Phones, laptops, and tablets are things we deliberately handle and rub with our fingers day in and day out. So please make sure that you’re giving them a regular wipedown, especially if you hold your phone against your face when you’re on a call. You hold the phone up to your face with your dominant hand, and it’s equally likely that you use that dominant hand to tap on a tablet or scroll on a trackpad on your laptop. That’s also probably the hand you rest your cheek on, scratch your face with, or rub your eye with, resulting in a bunch of random bacteria from your devices being rubbed into your skin. The amount of one-sided cheek acne I’ve seen clear up after daily device wipedowns is more than you’d think.

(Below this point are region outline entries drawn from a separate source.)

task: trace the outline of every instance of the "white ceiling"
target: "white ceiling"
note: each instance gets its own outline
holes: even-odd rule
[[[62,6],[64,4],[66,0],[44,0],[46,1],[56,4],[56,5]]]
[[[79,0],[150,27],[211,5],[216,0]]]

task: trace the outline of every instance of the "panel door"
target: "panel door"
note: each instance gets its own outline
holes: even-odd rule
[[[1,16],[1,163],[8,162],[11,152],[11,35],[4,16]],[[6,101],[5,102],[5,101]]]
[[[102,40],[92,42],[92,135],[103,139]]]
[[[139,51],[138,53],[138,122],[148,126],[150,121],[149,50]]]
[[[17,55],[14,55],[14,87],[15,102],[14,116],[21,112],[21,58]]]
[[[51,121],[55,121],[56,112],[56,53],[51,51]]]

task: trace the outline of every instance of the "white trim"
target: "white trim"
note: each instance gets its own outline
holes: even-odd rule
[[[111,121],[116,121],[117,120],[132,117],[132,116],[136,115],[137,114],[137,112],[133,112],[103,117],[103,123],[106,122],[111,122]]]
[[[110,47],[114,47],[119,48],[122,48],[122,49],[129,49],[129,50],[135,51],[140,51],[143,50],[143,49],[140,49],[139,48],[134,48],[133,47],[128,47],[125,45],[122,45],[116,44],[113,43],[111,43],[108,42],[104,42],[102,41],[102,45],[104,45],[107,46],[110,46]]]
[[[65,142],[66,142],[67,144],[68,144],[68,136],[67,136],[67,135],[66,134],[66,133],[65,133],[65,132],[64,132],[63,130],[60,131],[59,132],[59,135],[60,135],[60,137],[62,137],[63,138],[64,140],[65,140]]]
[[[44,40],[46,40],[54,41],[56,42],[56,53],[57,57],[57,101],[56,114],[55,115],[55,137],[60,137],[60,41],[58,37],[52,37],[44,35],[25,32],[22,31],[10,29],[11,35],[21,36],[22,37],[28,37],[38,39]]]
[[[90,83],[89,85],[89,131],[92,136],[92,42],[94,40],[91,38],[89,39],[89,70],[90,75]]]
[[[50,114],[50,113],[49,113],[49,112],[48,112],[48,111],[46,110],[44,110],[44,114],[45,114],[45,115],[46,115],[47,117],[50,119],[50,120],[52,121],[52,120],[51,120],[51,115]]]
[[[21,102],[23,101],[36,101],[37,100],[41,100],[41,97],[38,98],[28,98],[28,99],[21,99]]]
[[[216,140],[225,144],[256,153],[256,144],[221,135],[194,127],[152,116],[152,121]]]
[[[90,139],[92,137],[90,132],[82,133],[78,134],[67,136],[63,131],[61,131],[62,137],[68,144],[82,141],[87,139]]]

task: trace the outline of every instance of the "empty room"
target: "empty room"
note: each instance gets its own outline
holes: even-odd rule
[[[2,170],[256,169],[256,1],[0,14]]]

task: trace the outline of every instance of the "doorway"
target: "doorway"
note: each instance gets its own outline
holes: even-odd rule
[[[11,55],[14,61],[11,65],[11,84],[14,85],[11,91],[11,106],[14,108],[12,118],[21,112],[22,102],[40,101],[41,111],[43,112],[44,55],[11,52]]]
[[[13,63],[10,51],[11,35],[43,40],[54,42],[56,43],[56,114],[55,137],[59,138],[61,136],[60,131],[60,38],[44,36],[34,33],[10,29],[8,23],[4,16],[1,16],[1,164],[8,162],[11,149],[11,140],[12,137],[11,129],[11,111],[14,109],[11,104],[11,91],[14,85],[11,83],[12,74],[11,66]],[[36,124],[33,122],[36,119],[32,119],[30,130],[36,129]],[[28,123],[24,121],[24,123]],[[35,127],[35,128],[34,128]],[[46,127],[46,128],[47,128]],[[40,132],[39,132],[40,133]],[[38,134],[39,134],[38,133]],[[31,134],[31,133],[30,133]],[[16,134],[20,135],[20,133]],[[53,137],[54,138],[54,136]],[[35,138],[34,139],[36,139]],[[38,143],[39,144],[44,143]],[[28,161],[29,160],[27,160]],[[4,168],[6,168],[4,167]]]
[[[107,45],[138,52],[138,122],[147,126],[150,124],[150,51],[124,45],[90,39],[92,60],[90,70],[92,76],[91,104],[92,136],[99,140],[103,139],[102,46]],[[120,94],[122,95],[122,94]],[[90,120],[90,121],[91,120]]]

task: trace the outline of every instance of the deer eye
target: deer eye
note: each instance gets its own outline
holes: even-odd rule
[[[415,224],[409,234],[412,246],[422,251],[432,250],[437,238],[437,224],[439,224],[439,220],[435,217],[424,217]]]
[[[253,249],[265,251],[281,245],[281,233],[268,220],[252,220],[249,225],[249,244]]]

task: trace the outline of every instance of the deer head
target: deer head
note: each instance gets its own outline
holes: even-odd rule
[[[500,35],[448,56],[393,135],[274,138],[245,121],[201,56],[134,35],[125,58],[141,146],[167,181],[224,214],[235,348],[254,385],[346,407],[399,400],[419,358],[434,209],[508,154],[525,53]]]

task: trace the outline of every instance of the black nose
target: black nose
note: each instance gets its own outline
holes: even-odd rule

To go along with that, towels and pillowcases are two other huge culprits that could use more frequent washing and replacing. You literally mash your face into your pillow as you sleep, especially if you flip-flop around during your sleep. The amount of oils and dead skin from your hair and body on that pillowcase, combined with the oils from your face, isn’t a great thing to keep adding to night after night.
Towels are the same idea, except now you’ve added in the potential for residual amounts of body wash, shampoo, and conditioner that you’re wiping your face with multiple times a day. Investing in some separate towels for facial use could be an investment that can go a long way to reducing your acne.
If you’re currently struggling with acne, you’re not alone, and the vast majority of us have an idea of what kinds of things acne can do physically and mentally. Remember to treat both your skin and yourself with kindness and compassion. I hope my brief discussion of these atypical but still very common acne triggers can help point some of you towards the path of clearer, healthier skin.